Epic Games ransomware attack: Company responds to claims of breach

Sayem Ahmed
Epic games logo on background of laptop with code

Fortnite creator Epic Games has denied claims that it has suffered from an 189GB ransomware hack that contains sensitive data by hacking group Mogilevich.

Fortnite creator Epic Games is one of the biggest game developers and publishers in the world, and they have officially denied claims that they suffered from a ransomware hack. The hacking group behind the alleged data theft is named Mogilevich.

The hacking group is also behind several other high-profile heists over the past few days, with the group also allegedly extorting data from Infiniti USA and Bazaarvoice over the past week. The stolen data from Epic Games is currently up for sale on the dark web, and allegedly contains the following: “email, passwords, full name, payment information, source code and many other data included.”

Considering the volume of data stolen, this breach could contain sensitive information about customer accounts, in addition to data about Fortnite and other Epic Games titles. This kind of breach isn’t entiely unheard of, with Insomniac Games also suffering from a large-scale data breach in December 2023.

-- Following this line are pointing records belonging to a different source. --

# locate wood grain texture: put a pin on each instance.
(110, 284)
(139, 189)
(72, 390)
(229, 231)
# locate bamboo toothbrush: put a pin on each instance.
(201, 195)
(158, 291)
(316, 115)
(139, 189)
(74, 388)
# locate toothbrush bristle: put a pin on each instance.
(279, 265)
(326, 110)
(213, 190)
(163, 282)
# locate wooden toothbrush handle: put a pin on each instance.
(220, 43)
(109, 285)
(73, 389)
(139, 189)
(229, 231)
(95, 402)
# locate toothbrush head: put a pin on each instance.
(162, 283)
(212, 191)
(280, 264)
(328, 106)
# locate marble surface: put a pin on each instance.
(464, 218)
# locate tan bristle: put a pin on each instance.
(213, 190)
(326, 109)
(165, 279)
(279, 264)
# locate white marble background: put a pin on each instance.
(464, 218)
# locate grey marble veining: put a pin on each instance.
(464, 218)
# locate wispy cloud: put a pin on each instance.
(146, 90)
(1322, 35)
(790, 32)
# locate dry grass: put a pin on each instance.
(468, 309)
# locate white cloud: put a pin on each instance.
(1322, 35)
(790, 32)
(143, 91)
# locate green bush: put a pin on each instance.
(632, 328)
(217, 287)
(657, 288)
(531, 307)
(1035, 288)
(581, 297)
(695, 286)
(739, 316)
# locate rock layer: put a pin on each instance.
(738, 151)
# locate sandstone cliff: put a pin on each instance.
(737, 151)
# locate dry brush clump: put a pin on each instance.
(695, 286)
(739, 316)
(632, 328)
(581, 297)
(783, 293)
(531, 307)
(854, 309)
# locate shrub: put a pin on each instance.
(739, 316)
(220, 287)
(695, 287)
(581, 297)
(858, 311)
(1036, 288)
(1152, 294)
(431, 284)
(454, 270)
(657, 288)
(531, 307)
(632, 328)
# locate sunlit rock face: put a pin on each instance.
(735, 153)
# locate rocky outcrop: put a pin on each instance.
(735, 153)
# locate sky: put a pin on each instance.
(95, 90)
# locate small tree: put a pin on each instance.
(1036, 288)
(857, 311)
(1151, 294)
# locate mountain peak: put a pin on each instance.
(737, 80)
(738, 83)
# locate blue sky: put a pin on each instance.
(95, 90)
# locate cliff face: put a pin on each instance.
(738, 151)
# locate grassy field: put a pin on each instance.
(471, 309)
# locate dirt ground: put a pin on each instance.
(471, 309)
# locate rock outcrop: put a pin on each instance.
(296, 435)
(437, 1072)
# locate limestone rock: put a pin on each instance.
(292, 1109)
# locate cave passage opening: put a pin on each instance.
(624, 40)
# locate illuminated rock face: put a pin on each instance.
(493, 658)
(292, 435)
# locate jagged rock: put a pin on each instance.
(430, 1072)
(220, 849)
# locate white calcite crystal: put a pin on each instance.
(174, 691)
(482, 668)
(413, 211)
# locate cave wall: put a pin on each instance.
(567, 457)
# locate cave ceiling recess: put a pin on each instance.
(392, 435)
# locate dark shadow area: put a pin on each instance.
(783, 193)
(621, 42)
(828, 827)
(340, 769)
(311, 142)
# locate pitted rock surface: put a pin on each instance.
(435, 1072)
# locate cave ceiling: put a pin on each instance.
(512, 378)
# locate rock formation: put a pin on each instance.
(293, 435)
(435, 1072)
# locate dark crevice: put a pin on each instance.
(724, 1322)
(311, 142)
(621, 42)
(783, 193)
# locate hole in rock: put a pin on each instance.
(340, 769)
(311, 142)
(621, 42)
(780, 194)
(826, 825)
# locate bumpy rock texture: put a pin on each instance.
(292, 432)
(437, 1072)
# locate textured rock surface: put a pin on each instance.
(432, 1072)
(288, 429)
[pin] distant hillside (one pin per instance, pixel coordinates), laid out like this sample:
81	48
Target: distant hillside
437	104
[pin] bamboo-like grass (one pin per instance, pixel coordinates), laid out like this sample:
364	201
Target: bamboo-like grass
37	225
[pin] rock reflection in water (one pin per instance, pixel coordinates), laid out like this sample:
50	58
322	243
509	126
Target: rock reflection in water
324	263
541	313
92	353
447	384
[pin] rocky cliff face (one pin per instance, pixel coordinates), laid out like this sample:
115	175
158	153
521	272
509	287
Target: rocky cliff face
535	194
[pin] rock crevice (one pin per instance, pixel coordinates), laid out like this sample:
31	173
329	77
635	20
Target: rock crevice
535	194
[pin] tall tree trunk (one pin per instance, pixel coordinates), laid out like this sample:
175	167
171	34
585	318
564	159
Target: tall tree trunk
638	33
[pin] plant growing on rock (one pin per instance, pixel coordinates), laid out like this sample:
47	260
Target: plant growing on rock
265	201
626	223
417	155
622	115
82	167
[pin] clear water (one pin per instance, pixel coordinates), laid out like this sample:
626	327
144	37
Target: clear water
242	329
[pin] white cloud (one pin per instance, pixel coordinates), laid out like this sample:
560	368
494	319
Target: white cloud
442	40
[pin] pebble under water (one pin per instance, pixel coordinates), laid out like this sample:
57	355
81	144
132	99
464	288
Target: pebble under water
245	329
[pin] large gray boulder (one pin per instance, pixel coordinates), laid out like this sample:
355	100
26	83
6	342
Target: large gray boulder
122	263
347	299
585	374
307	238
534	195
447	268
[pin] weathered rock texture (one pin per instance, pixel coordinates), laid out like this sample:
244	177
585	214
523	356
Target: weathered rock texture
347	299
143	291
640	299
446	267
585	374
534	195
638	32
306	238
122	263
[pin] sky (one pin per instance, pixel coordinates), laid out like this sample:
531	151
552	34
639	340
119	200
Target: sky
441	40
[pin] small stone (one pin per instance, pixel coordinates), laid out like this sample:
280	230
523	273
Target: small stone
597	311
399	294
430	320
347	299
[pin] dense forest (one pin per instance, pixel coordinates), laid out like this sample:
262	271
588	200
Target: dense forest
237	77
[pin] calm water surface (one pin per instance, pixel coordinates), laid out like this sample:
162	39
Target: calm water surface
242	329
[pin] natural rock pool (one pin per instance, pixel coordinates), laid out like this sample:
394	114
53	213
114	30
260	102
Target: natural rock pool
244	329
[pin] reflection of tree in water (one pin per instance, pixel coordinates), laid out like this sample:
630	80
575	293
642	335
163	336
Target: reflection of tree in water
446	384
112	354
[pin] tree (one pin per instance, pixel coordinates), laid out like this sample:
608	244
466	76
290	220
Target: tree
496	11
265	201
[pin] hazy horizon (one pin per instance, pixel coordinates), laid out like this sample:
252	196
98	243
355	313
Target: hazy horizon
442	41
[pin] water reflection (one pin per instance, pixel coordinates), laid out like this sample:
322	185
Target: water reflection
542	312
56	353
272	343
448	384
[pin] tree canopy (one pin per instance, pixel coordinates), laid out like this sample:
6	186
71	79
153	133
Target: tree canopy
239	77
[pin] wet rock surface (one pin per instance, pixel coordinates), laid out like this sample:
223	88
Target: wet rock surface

Epic responds to claims of data breach

Epic has officially responded to our request for comment on the breach, stating that the company is “investigating but there is currently zero evidence that these claims are legitimate.” The statement continues to say that the hackers have not contacted Epic, or provided any proof that a hack has even taken place.

Disputed claims over breach


It is unclear if Mogilevich has announced this for clout, or if the data leak is verified and real. Infosec expert and cybersecurity analyst Dominic Alvieri claims that news of the breach is false, as the ransomware group has not provided any proof of actually breaching Epic Games, as he posted on his Twitter / X account.

Lawrence Abrams, infosec expert weighs in, claiming that the group is demanding “15K” for the data, and will not provide proof of the breach itself unless you have intent to purchase in addition to proof of funds available.

Posted to underground site TOX, the ransomware attack is targeting Epic itself too, as text reads: “If you are an employee of the company or someone who would like to buy the data, click me.” This kind of ransomware attack can only be verified by Epic themselves, whose security experts should be able to sniff out if any data has been intercepted or stolen.

As Epic has officially responded, stating that these claims are not legitimate, it may be possible that Mogilevich is in this just for clout, aiming to scam eager buyers of the data out of cash.